PPA Insurance Solutions | PPA


----------



## 12sndsgood (Jan 18, 2013)

ive been debating on switching over this year to ppa but have wondered how solid there insurance really is.


----------



## CCericola (Jan 18, 2013)

+1 for Hill and Usher.


----------



## shefjr (Jan 18, 2013)

I use State Farm for everything. Home, trucks, wife's jewelery, firearms, scuba gear,  and my camera gear. I sent in a complete list which had everything I own on it. The total value is roughly $7,500 and I have to pay $190 a year. Honestly not sure if that is good or not and have yet to put in any sort of claim. It covers whatever may happen except if I lose the equipment.


----------



## Robin_Usagani (Jan 18, 2013)

John, make sure they will cover it if you use the equipment professionally.  May be OK if you are a hobbyist.  

I think one bad thing about PPS is that they will replace the depreciated value instead of brand new.


----------



## shefjr (Jan 18, 2013)

Robin, I'm gonna have to look into how they replace. I believe I was told that they would replace the equipment, but I guess I wonder what exactly that means. I'll have to find out now. I'm only a hobbyist and have illusions of anything other than that. You guys who did weddings, events, etc... have something I don't. Other than skill, it's balls and ability to handle stress. I can handle stress as an emergency responder no problem (I shine at car crashes) but, what you do is a way different stress.


----------



## KmH (Jan 18, 2013)

Robin_Usagani said:


> I think one bad thing about PPS is that they will replace the depreciated value instead of brand new.

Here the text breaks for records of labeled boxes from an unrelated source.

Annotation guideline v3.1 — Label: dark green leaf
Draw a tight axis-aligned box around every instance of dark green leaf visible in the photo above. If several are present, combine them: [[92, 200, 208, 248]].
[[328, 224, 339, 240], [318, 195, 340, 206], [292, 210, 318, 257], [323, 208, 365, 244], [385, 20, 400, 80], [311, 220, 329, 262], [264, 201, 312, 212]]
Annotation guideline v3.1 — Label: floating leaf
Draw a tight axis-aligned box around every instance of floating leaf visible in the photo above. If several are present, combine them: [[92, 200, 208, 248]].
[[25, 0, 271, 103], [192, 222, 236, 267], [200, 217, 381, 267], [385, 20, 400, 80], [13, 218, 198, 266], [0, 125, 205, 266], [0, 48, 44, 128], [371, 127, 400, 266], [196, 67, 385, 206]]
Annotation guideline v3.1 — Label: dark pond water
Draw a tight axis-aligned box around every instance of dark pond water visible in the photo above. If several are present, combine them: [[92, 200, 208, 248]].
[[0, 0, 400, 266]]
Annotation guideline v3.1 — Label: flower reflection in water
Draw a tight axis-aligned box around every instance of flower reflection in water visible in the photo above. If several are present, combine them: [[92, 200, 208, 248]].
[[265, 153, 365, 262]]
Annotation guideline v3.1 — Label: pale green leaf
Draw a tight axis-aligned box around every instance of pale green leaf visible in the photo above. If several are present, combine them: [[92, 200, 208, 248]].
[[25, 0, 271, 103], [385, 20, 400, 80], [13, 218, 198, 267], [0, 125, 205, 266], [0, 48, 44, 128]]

With the money you don't spend on gear insurance, because you get it with PPA membership, get together with your/an insurance agent and add an Inland Marine policy that covers the difference between the gear's depreciated value and it's replacement value.


----------



## Tony S (Jan 18, 2013)

I've used the Tom C Pickard and Co. for almost 10 years now and have had no problems with claims or coverages. They are real fast at getting COI out for on location and event shooting.

Photography Camera Equipment Insurance | Video Production Insurance


----------



## shefjr (Feb 5, 2013)

Robin_Usagani said:


> John, make sure they will cover it if you use the equipment professionally.  May be OK if you are a hobbyist.
> 
> I think one bad thing about PPS is that they will replace the depreciated value instead of brand new.



I called today and you are correct. The insurance that I have covers only my equipment. If it is lost, stolen, etc... They will replace it or one of equal value if there are no new ones. It is for hobbiest and is not at all for commercial work. My agent did tell me that I am doing any work and make over 10k a year then I should consider getting commercial insurance. I don't make money at all so it's perfect for me.


----------



## amolitor (Feb 5, 2013)

If you're depreciating your gear, which you probably should be and assume you are, then any coverage above and beyond the depreciated value is presumably income from the tax people's point of view. Which, I guess, isn't a bad thing. If you have an accountant it would all be sorted out easily enough.

It stops being insurance and starts being gambling, at some point..


----------